Technology companies took aim at the film and recording industries yesterday for their efforts to restrict how consumers use movie and music downloads.
The Digital Freedom Campaign plans to teach lawmakers, policy-makers and consumers the value of new digital technologies.
“The Digital Freedom Campaign is a way for all of us who are trying to preserve [consumer] rights and protect innovation and come together under one umbrella to make our voices heard loudly and clear,” said Gigi Sohn, president of Public Knowledge, a Washington advocacy group focused on consumers’ digital rights. “We’re tired of saying no, we want to say yes to consumer rights, innovation, creativity and competition.”
The campaign includes a Web site (www.digitalfreedom.org), which its advocates plan to use to gain support from consumers.
The campaign by the Consumer Electronics Association, Computer and Communications Industry Association, Public Knowledge and the Media Access Project, a nonprofit telecommunications law firm, says consumers should be allowed to enjoy music and video whenever and however they want, and that such freedom should be “protected and nurtured.”
The campaign plans to focus on educating the public about what rights as consumers they should and do have, something that Mr.
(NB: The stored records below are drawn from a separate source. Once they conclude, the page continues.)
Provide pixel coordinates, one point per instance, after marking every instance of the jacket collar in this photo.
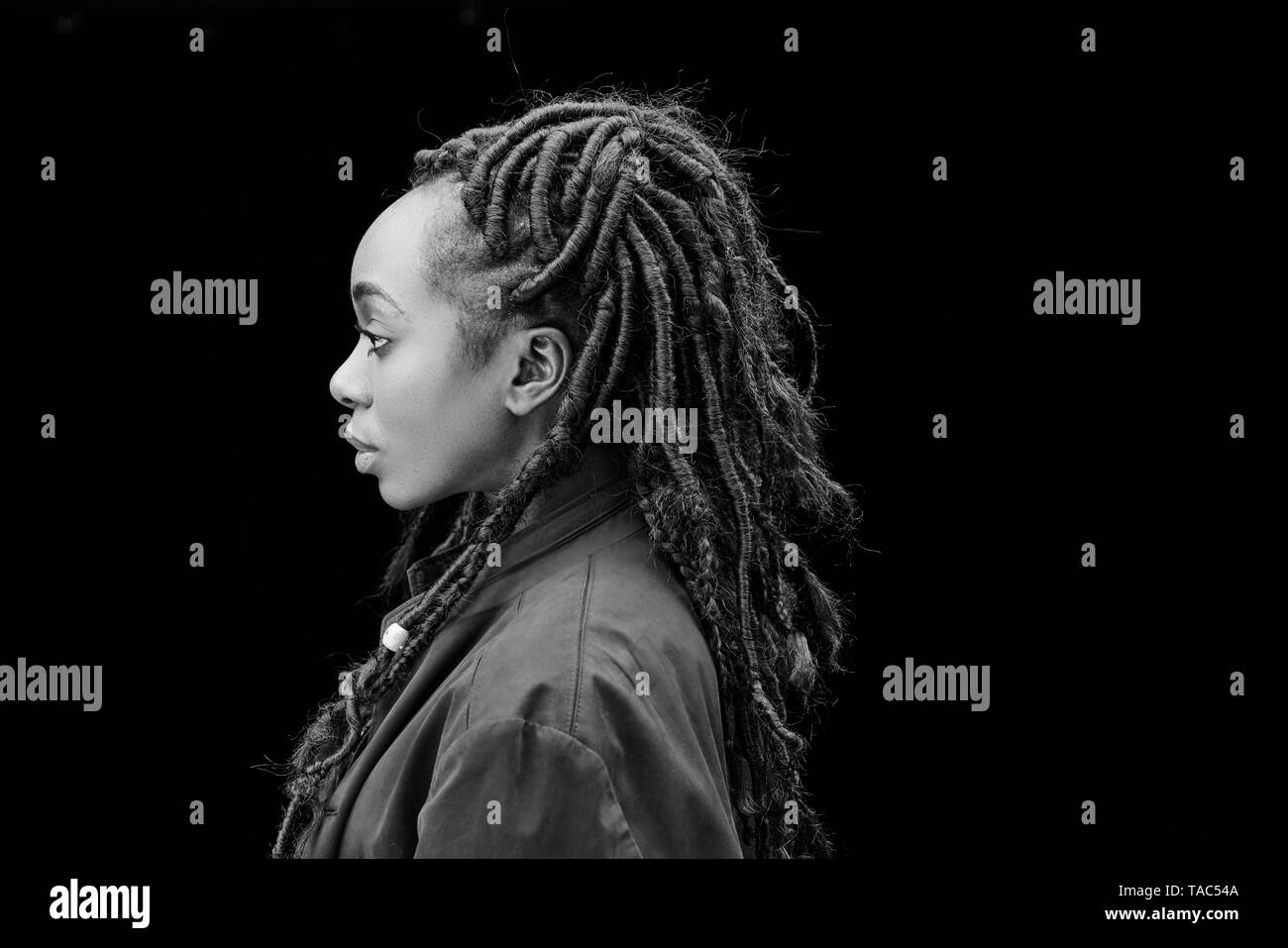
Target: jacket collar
(595, 487)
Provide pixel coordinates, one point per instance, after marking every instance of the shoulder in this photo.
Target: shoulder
(605, 629)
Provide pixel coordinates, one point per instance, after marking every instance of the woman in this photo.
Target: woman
(605, 653)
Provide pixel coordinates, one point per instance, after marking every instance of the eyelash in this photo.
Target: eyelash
(373, 338)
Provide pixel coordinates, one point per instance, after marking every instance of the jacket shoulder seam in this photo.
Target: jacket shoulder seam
(581, 648)
(578, 742)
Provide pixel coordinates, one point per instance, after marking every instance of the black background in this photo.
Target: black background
(1109, 685)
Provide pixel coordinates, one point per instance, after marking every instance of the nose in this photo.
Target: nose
(349, 385)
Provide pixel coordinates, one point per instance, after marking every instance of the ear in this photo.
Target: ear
(540, 361)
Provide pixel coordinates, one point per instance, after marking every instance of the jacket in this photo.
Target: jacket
(570, 708)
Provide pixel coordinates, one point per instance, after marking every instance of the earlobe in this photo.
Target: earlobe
(544, 364)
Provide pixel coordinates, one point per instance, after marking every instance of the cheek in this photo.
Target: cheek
(433, 414)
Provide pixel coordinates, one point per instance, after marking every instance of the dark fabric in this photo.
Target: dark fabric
(522, 730)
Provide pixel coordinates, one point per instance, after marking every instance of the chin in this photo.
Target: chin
(402, 498)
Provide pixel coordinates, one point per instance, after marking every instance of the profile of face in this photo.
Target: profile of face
(425, 421)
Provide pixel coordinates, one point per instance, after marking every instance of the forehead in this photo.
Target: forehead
(423, 235)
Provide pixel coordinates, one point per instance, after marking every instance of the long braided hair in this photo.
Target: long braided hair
(634, 207)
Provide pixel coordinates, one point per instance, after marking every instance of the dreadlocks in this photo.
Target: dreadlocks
(632, 214)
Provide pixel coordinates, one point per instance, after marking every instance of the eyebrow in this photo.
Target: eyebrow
(362, 288)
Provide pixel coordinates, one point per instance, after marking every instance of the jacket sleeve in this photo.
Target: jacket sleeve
(510, 788)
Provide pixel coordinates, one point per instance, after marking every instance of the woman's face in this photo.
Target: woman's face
(436, 425)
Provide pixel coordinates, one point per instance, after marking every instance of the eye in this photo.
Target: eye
(376, 342)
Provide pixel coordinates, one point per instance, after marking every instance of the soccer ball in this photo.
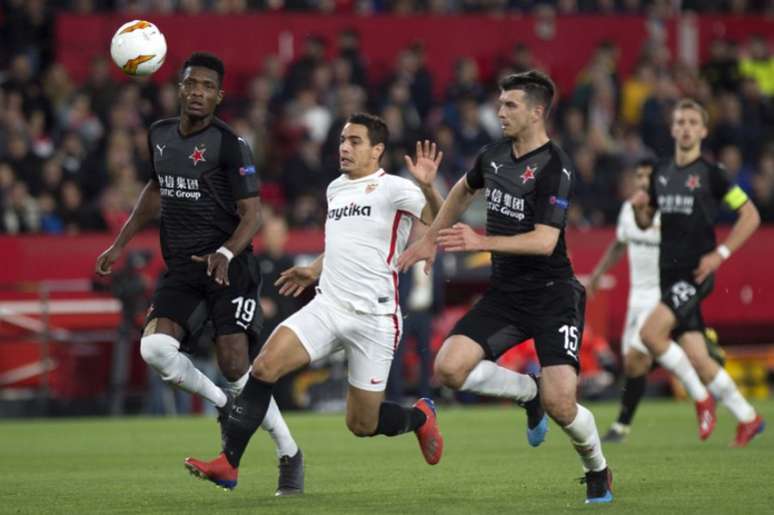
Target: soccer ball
(138, 48)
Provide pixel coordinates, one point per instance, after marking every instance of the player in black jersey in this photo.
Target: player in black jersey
(527, 181)
(205, 185)
(688, 192)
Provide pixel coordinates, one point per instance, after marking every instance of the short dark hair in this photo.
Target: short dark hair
(205, 60)
(377, 127)
(689, 103)
(646, 160)
(537, 87)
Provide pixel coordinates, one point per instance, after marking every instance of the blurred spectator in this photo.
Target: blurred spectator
(635, 91)
(656, 121)
(76, 216)
(722, 68)
(763, 188)
(20, 213)
(88, 141)
(299, 74)
(759, 64)
(351, 53)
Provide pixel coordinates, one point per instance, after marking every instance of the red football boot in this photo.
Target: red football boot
(219, 471)
(429, 435)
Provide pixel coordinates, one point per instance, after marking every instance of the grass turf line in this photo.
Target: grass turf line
(135, 465)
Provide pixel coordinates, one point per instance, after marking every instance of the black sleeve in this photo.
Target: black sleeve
(153, 175)
(652, 189)
(552, 193)
(720, 183)
(475, 176)
(237, 159)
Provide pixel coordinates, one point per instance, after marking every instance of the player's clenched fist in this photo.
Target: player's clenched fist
(217, 265)
(460, 237)
(106, 259)
(421, 250)
(294, 280)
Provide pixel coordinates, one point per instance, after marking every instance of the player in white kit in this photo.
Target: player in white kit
(370, 216)
(644, 293)
(642, 247)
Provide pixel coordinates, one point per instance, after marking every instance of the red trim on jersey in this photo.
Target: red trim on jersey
(394, 235)
(397, 332)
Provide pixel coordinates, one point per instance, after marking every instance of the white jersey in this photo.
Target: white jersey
(368, 226)
(642, 248)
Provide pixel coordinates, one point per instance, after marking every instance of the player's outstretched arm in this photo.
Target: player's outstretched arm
(748, 221)
(249, 210)
(146, 209)
(294, 281)
(452, 208)
(643, 211)
(424, 171)
(612, 255)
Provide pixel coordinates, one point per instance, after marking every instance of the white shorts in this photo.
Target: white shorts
(635, 319)
(369, 340)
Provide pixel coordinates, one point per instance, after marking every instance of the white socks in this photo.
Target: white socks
(273, 423)
(724, 389)
(162, 352)
(489, 378)
(675, 360)
(585, 438)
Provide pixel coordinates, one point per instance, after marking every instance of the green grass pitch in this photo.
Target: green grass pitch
(135, 465)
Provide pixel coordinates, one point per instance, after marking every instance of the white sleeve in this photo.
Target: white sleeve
(623, 220)
(406, 196)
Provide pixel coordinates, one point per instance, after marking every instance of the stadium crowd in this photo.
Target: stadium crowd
(74, 157)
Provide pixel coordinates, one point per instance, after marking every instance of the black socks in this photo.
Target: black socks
(394, 419)
(245, 417)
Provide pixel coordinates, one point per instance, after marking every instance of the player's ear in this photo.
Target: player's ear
(377, 151)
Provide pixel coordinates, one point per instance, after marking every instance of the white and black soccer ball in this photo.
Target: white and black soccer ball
(138, 48)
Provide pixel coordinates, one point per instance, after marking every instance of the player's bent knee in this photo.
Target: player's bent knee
(232, 370)
(560, 407)
(450, 374)
(360, 427)
(265, 370)
(636, 364)
(159, 351)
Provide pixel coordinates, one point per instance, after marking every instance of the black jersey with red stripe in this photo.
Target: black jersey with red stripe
(201, 177)
(520, 192)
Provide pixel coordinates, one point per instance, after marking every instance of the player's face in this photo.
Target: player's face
(200, 92)
(515, 113)
(356, 154)
(688, 128)
(642, 177)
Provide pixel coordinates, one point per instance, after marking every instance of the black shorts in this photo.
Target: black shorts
(552, 315)
(189, 297)
(681, 293)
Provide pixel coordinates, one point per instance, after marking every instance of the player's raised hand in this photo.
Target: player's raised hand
(217, 265)
(421, 250)
(460, 237)
(425, 168)
(709, 263)
(106, 259)
(294, 280)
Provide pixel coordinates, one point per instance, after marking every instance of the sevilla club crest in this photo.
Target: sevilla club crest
(198, 155)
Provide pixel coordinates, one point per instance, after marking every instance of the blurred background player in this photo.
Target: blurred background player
(370, 215)
(688, 192)
(206, 187)
(533, 290)
(644, 294)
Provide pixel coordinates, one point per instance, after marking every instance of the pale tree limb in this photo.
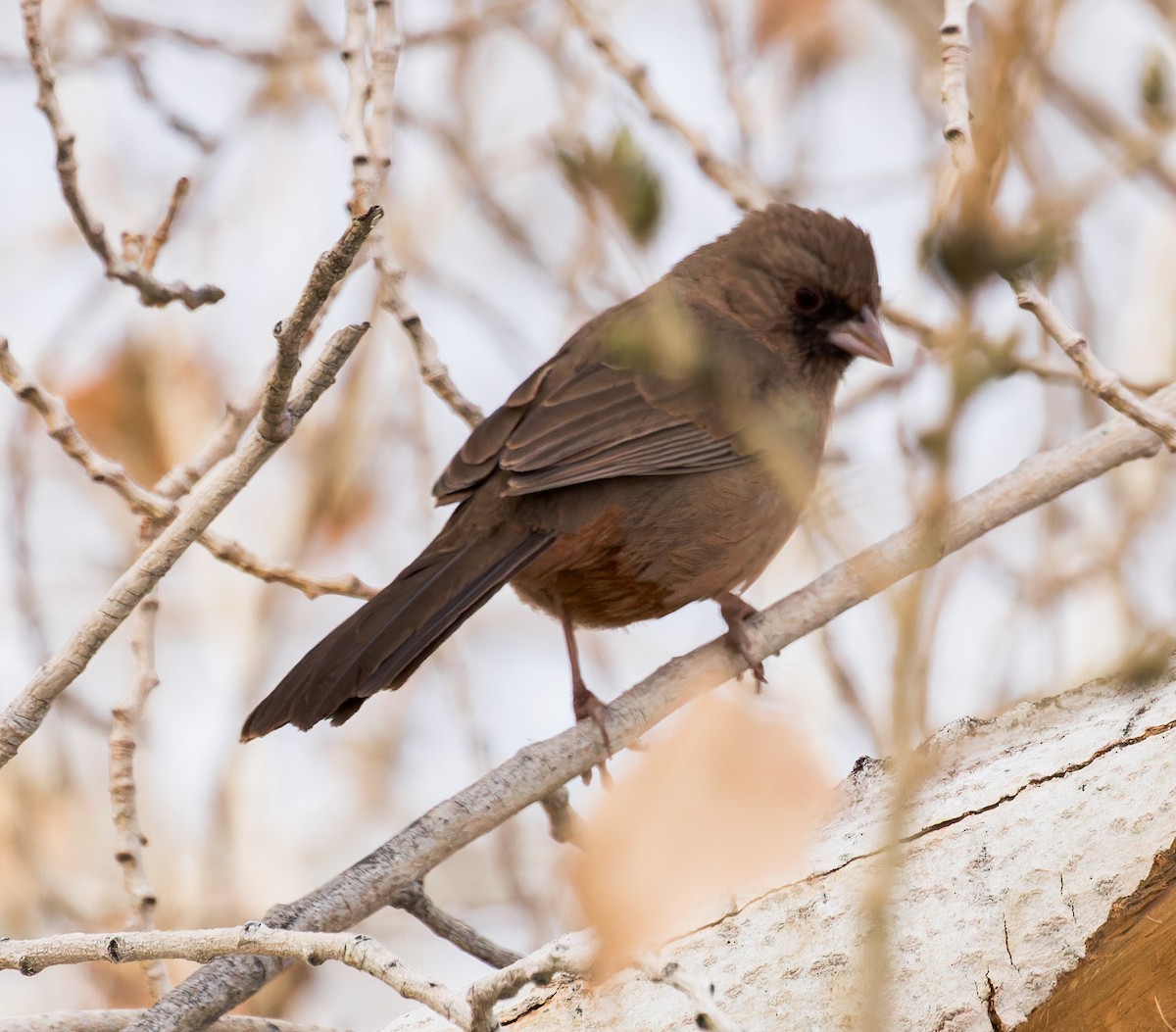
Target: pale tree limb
(1011, 871)
(744, 190)
(368, 127)
(116, 1020)
(152, 292)
(123, 742)
(956, 47)
(159, 505)
(709, 1014)
(1097, 377)
(24, 713)
(568, 955)
(362, 953)
(416, 902)
(541, 767)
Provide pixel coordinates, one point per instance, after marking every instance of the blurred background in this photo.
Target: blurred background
(530, 188)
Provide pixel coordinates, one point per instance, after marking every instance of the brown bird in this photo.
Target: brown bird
(662, 456)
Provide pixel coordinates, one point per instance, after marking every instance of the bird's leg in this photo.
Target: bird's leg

Shapiro said more people should know.
“Go to [a] DVD and read the warning. ‘Any unauthorized use is illegal.’ That’s not true. That means fair use doesn’t exist.”
According to U.S. copyright law, “fair use” means that copyrighted materials may be used without permission provided that it is used reasonably, without impairing the value of the piece and without affecting any profits that might be going to the copyright owner.
The recording industry, which has been trying to crack down on consumers downloading and distributing music without paying for it, criticized the campaign, saying it does not take into account the copyrights of recording artists, their labels and production studios.
“To suggest that unauthorized downloading is neither ‘illegal’ nor ‘immoral’ — as you have — is not a mainstream position,” said a letter released by the Recording Industry Association of America (RIAA) and other music industry groups.
The U.S. Supreme Court in 2005 ruled that popular peer-to-peer sharing sites like Kazaa were liable for copyright infringement by their users. Earlier this year, Kazaa settled a $100 million lawsuit with the recording industry for its illegal conduct.
Currently, consumers may purchase music for personal use, but cannot lawfully redistribute the works they have bought.
“To go so far as to recently label our efforts to protect our rights as ‘terrorism’ is offensive and worthy of an apology,” the RIAA letter said.